Thrombus extension into a deep vein after superficial venous thermoablation remains a unique complication in the treatment of superficial reflux disease of the great saphenous vein (GSV). In this study, we evaluate if catheter tip positioning or vein diameter correlate with the length of proximal patent segment of GSV after ablation and more caudal catheter positioning decreases the incidence of proximal thrombus extension into the femoral vein.

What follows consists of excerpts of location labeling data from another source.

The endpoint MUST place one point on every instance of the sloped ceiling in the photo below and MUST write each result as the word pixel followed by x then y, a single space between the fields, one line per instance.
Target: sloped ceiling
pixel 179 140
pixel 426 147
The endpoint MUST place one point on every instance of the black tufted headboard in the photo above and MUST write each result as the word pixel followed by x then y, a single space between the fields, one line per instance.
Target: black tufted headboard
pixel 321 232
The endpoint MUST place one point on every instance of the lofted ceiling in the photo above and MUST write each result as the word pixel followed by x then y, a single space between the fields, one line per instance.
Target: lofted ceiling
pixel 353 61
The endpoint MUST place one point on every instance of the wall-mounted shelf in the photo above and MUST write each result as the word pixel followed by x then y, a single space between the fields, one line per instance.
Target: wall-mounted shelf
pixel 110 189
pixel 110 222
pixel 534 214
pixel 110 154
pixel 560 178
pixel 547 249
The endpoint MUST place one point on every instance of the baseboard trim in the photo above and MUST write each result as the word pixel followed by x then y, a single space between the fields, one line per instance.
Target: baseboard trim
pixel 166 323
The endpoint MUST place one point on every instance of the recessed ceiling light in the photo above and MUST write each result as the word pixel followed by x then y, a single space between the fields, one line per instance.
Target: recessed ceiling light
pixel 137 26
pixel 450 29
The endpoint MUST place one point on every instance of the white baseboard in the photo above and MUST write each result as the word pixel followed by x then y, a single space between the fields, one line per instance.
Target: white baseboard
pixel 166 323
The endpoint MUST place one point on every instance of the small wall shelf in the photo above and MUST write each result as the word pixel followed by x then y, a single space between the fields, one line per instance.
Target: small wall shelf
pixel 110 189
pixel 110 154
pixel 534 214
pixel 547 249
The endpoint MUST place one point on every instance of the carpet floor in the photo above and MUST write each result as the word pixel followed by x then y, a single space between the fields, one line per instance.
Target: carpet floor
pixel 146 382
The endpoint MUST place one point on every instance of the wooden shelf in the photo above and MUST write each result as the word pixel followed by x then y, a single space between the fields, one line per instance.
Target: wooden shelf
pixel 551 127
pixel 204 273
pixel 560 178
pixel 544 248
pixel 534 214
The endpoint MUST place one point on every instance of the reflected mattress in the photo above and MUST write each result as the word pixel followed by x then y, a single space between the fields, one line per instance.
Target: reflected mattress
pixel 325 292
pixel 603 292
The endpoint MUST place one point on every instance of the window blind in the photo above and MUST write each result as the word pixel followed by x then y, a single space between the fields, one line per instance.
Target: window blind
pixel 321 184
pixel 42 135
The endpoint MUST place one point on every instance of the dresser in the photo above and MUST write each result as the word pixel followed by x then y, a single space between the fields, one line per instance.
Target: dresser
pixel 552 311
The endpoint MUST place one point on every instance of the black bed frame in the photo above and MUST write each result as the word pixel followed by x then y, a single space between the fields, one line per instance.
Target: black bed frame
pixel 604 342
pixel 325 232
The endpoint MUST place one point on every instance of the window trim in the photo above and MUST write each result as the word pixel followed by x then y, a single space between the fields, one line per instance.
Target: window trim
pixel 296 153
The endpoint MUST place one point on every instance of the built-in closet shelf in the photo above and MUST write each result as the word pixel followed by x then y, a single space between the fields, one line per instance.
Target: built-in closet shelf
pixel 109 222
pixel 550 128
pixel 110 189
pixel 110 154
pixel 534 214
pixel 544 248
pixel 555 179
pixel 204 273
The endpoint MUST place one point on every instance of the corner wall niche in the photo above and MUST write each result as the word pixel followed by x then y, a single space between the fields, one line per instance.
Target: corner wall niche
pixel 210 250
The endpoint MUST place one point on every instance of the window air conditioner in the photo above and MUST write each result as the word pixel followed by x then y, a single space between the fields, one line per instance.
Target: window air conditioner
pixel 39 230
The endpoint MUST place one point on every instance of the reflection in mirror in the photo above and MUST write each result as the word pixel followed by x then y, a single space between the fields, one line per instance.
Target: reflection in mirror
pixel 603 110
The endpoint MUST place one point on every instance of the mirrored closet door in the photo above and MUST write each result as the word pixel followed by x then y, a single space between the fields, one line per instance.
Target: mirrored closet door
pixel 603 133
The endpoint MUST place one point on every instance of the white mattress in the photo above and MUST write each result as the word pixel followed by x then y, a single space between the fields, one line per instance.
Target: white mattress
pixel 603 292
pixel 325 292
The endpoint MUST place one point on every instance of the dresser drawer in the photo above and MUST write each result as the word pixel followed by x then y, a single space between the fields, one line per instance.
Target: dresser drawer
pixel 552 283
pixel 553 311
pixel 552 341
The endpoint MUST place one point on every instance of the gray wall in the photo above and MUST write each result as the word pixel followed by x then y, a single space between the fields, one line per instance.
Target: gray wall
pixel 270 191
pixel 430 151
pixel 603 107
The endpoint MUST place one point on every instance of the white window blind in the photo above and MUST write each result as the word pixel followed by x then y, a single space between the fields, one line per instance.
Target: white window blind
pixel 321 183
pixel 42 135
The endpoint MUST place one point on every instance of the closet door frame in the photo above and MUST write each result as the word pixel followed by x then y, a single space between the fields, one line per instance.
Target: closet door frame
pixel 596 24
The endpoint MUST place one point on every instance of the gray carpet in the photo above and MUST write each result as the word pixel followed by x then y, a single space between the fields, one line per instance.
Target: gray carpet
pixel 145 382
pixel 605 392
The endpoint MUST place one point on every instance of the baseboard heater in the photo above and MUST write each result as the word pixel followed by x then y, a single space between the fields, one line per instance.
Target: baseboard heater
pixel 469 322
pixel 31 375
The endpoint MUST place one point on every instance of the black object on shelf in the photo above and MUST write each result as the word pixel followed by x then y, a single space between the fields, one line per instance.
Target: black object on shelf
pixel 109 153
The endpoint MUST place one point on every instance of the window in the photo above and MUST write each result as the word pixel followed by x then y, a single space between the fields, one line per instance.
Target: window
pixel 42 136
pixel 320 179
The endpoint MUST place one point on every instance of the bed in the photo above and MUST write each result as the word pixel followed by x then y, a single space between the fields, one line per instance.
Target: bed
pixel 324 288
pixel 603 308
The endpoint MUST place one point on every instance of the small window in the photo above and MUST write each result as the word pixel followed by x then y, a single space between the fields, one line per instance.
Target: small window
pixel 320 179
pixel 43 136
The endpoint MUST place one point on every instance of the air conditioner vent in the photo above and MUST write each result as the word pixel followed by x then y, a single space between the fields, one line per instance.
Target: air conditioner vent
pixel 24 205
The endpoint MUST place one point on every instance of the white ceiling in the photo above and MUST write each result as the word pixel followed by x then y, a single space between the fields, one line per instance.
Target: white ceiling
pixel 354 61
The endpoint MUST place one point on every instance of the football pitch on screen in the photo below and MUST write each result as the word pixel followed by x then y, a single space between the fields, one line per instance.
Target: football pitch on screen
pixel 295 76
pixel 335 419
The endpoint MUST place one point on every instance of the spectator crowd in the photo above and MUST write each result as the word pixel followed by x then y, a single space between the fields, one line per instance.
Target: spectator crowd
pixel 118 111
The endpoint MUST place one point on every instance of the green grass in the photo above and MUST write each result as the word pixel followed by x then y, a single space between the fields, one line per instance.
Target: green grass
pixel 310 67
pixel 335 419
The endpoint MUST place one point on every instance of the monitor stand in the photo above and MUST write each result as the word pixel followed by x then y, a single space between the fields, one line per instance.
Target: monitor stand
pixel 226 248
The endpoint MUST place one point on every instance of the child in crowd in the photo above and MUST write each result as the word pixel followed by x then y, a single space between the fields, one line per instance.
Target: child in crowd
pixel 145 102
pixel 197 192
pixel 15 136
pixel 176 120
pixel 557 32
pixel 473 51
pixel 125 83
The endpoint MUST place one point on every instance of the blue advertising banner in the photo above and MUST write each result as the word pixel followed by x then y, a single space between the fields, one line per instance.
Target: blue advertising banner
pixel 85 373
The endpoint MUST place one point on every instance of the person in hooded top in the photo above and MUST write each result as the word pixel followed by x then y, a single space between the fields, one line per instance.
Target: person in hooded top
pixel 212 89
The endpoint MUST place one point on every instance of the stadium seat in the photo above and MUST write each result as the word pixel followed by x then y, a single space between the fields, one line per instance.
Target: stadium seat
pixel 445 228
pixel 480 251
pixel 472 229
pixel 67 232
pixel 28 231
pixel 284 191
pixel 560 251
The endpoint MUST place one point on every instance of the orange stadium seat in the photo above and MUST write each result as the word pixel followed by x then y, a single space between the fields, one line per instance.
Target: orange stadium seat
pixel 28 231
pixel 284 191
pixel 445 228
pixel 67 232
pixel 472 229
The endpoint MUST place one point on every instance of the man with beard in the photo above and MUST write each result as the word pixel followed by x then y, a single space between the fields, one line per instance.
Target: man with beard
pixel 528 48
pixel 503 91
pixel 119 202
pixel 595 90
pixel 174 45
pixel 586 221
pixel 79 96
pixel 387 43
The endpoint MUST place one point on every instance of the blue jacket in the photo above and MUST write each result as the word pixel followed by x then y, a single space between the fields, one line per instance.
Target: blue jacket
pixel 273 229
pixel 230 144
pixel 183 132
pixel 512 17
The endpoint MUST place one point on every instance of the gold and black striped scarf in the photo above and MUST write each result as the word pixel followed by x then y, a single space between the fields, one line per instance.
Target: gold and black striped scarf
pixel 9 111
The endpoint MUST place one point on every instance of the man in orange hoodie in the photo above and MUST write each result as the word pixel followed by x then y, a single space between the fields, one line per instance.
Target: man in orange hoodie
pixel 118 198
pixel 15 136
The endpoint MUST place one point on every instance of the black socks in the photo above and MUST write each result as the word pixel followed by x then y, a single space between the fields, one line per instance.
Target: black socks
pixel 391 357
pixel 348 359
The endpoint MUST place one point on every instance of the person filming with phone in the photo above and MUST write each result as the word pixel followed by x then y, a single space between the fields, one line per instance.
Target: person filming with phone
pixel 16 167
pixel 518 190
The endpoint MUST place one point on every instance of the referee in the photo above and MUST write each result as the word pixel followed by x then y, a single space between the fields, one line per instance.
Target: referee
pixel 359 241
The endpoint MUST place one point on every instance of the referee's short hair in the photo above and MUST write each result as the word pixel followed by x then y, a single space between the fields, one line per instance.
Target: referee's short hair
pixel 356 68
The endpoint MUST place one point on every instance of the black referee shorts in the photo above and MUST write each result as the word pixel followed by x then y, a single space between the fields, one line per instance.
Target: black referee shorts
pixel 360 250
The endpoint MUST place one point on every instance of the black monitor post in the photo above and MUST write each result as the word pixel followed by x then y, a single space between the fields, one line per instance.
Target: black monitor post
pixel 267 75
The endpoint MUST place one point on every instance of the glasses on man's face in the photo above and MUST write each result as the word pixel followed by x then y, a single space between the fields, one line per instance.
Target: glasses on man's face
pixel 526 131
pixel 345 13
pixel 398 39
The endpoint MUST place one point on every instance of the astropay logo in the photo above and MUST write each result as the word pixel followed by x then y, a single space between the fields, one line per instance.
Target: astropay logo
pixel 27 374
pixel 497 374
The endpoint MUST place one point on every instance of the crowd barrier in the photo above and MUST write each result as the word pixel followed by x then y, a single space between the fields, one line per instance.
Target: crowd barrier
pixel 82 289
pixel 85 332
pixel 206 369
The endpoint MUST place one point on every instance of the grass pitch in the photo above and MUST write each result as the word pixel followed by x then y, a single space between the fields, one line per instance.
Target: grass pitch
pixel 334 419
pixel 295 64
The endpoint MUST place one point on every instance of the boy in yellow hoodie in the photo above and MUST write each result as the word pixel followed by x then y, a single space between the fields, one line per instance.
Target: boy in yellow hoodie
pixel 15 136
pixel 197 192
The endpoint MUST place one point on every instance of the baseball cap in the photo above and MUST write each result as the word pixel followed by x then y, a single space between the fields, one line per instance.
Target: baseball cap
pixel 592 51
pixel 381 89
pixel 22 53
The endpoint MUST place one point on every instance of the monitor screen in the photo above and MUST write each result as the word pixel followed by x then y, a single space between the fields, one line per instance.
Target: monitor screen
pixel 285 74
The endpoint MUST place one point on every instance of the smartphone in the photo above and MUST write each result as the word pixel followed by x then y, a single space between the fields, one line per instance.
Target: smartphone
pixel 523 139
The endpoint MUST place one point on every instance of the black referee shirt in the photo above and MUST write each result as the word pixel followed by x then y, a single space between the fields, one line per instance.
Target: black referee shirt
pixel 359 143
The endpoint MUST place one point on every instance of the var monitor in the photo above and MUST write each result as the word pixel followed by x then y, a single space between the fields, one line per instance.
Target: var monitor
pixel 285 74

This was a prospective study conducted from January 2008 to November 2009 of 73 patients undergoing radiofrequency ablation (RFA). Preoperative, intraoperative, and postoperative duplex ultrasound scans were obtained using standard protocols to establish reflux and target vein diameter. Intraoperative measurements were performed from the catheter tip to the femoral vein margin. Duplex ultrasound studies were obtained between 5 and 7 days after the procedure, with 1-month follow-up. The relationship between catheter tip positioning and vein diameter with the length of the proximal patent GSV segment after ablation and the incidence of proximal thrombus extension were analyzed.


RFA was performed in 73 patients. Intraoperatively, the mean catheter tip positioning distance was 2.75 cm (range, 2.4-3.0 cm) from the saphenofemoral junction (SFJ), with 93% of the catheters placed within 2.6 to 2.9 cm of the femoral vein. The GSV mean diameter at the SFJ was 0.90 cm (range, 0.37-1.88 cm). After RFA, all GSVs were occluded, with a mean residual patent proximal GSV length of 1.17 cm (range, 0.3-10 cm). Two patients demonstrated thrombus extension from the SFJ into the femoral vein for a 2.7% incidence of endovenous heat-induced thrombosis.


In patients undergoing RFA for saphenous reflux, neither catheter tip positioning nor vein diameter correlates with the length of the proximal patent segment of GSV after ablation. In addition, catheter positioning does not decrease the incidence of proximal thrombus extension into the femoral vein.